Needs to expand the economy so it Can create jobs for a Growing population.It must grow at a 2.5 percent Annual rate to keep rising from the Unemployment rate and at a 5 percent rate to Bring Unemployment Down Significantly.
In a Twitter message, economist Justin Wolfers of the University of Pennsylvania's Wharton School Said HE Thinks There's a 40 percent chance the economy HAS Already Been in a recession for the past months oven.
Normally, When the economy is this weak, the government and Spends more aggressively the Federal Reserve tries to Stimulate growth. President Barack Obama's goal $ 862 one billion stimulus package of tax cuts and Spending Programs ran out last year - and Will not Be Revived by a Congress Focused on cutting government debt.
And the Federal Reserve last month ended a $ 600 one billion bond-buying program Designed to jolt the economy by Lowering long-term interest rates and lifting stock prices.
The Fed IS Keeping Short-Term Interest Rates near zero, Bernanke and the Fed this month Said IS Prepared to do more if the weak economy Remains.

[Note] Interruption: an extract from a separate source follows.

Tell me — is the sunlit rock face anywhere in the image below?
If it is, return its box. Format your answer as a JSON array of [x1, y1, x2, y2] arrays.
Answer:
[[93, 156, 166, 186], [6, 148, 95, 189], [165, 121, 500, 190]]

Order the central bank has-been more worried about a resurgence of Recently inflation.
The Private Sector Has not Picked up the slack. The Housing Industry, Which Usually drives Economic Recoveries, Is Still Depressed After Home Price started tumbling in 2006 and 2007.
Americans are still Carrying heavy Debts, And What They've made little gains in Wages Have Been eaten up by Higher gas and food prices. Businesses, getting more work out of downsized staffs DURING the recession, are reluctant to hire Until They're sure dirty Their Will pick up.
"What Business is going to hire Into the unknown?" Naroff says.